Özellikle yeni güç alanları ve iktidar ilişkileri karşısında geliştirilmesi zorunlu stratejik yönelimler, sendikaların öncelikli konusu olmak durumundadır (Undy,Fosh-Martin-Morris-Smith, 1997, s.227).

Sendikaların daha parlak bir geleceğe sahip olması için çeşitli sendikal modeller öne sürülmektedir.

Bu modellerin bazıları; çatışmacı model, politik model, baskı grubu modeli, özel hizmet modeli gibi adlarla tanımlanmıştır. Geleneksel çatışmacı modelde, grev tehdidi başta olmak üzere, sendikalar güçlerini kullanarak işvereni etkilemek ve işçiler lehine düzenlemeler yapmak yolunu tercih etmektedirler. Mesela 1950'lerde Fransa ve İngiltere'de militan işçi sendikaları verimliliğe karşıyken, bugün sendikalar esnekliğe karşıdırlar (Macshane, 1999, s.112). Politik modelde sendikalar, bazen siyasi bir örgüt gibi, bazen kurduğu siyasi örgüt vasıtasıyla üyelerine hizmet götürmeyi tercih etmektedirler. Baskı grubu modelinde, sendikaların lobi faaliyetleriyle hem devleti hem toplumu etkileyerek üyelerine hizmet sunmayı esas aldığını söyleyebiliriz. Özel hizmet modelinde ise sendikalar üyelerine hizmet işletmesi gibi hizmet sunmaktadır.
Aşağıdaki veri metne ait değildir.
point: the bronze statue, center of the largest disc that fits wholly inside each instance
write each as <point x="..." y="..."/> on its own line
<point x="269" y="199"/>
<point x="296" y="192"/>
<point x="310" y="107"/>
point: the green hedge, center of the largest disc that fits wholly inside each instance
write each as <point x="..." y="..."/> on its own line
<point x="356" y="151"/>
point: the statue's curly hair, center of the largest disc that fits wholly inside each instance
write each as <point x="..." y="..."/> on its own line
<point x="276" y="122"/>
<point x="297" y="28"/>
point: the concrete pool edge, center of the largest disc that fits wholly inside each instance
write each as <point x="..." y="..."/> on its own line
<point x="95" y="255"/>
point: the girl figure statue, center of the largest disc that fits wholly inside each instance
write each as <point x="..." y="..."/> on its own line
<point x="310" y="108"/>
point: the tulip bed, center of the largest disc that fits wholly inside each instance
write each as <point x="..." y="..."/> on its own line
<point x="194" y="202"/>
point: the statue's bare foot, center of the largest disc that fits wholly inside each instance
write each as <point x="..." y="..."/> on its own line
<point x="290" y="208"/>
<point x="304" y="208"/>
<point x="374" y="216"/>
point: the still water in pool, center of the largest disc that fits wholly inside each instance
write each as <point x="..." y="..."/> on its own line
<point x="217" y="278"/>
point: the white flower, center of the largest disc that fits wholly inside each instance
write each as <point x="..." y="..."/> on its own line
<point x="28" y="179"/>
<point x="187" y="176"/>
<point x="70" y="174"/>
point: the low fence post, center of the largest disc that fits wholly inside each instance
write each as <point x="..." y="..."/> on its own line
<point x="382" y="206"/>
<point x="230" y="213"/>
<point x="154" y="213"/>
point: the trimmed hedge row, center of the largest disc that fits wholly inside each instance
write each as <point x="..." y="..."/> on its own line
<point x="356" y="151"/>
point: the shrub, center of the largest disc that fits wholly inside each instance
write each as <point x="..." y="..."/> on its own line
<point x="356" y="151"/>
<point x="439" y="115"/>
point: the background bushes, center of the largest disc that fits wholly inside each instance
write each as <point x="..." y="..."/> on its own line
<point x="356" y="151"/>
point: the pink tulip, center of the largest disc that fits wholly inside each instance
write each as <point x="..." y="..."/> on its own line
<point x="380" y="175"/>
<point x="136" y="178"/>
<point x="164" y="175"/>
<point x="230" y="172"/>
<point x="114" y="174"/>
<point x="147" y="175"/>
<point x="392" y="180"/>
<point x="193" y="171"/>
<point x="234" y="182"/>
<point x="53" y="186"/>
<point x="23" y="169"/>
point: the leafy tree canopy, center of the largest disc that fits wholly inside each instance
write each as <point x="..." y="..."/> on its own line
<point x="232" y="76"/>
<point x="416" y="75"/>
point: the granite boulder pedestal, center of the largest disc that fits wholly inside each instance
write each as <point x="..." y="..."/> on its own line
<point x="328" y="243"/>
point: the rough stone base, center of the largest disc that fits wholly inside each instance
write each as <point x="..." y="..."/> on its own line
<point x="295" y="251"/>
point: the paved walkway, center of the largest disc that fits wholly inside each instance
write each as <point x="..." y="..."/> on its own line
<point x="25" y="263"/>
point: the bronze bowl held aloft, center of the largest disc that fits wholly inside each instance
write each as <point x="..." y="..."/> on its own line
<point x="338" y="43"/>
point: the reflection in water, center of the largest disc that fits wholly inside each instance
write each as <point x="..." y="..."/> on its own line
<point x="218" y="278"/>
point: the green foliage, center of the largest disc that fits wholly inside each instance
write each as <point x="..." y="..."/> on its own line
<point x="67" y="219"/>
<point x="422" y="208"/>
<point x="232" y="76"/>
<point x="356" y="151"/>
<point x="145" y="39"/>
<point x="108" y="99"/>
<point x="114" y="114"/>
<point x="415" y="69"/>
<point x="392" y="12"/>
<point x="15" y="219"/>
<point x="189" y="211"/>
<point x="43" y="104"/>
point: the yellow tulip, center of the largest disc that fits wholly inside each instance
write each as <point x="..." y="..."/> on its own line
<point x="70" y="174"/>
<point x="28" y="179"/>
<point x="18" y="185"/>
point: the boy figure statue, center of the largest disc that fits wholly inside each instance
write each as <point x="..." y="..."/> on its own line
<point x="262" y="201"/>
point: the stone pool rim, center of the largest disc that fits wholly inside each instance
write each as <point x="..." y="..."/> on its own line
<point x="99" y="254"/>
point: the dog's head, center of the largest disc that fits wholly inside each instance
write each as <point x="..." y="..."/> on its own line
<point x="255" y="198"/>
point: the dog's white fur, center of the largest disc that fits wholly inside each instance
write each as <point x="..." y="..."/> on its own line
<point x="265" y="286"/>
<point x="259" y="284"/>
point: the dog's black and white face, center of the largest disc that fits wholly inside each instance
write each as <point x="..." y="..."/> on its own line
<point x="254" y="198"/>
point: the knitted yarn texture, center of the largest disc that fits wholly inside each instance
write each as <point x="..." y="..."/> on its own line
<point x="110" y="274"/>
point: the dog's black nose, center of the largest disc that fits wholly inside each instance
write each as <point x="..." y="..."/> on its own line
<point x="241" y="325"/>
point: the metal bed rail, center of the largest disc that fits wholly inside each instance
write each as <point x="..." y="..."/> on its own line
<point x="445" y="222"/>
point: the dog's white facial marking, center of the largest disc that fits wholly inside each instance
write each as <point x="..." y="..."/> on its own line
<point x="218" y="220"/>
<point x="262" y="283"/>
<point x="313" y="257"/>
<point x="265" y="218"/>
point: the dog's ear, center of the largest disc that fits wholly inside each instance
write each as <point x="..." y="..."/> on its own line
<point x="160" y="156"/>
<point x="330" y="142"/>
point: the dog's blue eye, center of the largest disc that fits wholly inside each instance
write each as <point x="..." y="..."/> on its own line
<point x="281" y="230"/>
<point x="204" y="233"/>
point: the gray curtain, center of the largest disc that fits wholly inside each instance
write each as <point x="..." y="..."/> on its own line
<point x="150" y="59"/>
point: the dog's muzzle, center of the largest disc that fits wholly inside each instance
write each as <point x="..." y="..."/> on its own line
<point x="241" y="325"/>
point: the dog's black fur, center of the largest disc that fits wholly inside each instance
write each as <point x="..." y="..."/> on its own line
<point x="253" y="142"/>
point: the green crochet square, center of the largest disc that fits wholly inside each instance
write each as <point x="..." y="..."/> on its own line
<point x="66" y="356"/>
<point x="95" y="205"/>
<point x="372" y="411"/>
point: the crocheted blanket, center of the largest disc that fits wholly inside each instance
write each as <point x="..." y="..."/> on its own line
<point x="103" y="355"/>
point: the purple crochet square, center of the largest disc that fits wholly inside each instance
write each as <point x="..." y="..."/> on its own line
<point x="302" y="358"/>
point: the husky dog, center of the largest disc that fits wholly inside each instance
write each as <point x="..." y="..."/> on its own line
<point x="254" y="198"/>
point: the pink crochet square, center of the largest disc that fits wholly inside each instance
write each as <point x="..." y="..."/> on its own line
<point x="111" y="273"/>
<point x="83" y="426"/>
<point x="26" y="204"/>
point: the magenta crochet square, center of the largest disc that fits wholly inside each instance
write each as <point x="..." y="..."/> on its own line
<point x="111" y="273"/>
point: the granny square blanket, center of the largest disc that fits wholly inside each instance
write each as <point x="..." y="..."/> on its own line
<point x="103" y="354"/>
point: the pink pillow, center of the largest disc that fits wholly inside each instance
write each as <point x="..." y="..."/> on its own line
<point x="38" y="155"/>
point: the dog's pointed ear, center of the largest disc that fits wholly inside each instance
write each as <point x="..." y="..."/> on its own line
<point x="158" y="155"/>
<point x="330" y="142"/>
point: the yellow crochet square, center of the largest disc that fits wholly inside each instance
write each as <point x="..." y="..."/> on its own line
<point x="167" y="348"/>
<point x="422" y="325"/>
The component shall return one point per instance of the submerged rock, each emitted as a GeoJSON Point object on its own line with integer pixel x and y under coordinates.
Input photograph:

Esnek karma model; işyerlerinin hızlı değişime uyumunu engellemeyen, esnek, adem-i merkezi örgütlenmeye dayanan, sosyal diyalogu esas alan ancak uzlaşma ile teslimiyeti birbirine karıştırmayan ve ihtiyaç halinde çatışacak güce ve organizasyona sahip, çeşitlenen bireysel talepleri karşılayacak hizmetlere göre organize edilmiş, işyeri ağırlıklı uluslarüstü düzeyde örgütlenmiş bir sendikal modeldir. Bu model ülkelerin içinde bulundukları ekonomik ve sosyal şartlara göre değişik versiyonlarda uygulanabilir. Mesela, Fransa' da yeniden yapılanma sürecinde sendikalar ve işçi temsilcileri açısından istişare ve temsil daha önemli bir unsur iken, İngiltere'de sendikalar iş imkanlarını artıracak, iş mobilitesi ve eğitim konusuna eğilmektedirler. Bu temel ve önemli fark genel stratejik yaklaşımların şekillenmesini de etkilemektedir (Rainbird, Relen, 1996, s. 147).

(6)

Yenilikçi ve yaratıcı sendikalar, hem işyeri hem ulusal hem de uluslarüstü düzeyde etkinlik yaratacak şekilde yeniden yapılanmaya ilişkin çalışmaları başlatmıştır. Karşı güç olarak doğan sendikalar, endüstri ilişkileri sistemindeki gelişmeler ve ihtiyaçlar doğrultusunda karşı güç olmak yerine

"düzenleyici güç" olmakta, işgücünün çıkarlarını korumak için mücadele verirken, aynı zamanda ülkenin ekonomik gücüne de olumlu katkılar yapmaktadır. Sendikalar, işgücünün yarınki ihtiyaçlarına cevap verecek bir yapıyı esas alarak, yerel ve küresel olmak üzere iki seviyeli ihtiyaca göre yapılanmak durumundadır. Küresel görüş açısından sendikal gücün tutucu düşüncelerle yıpratılmaması gerekir.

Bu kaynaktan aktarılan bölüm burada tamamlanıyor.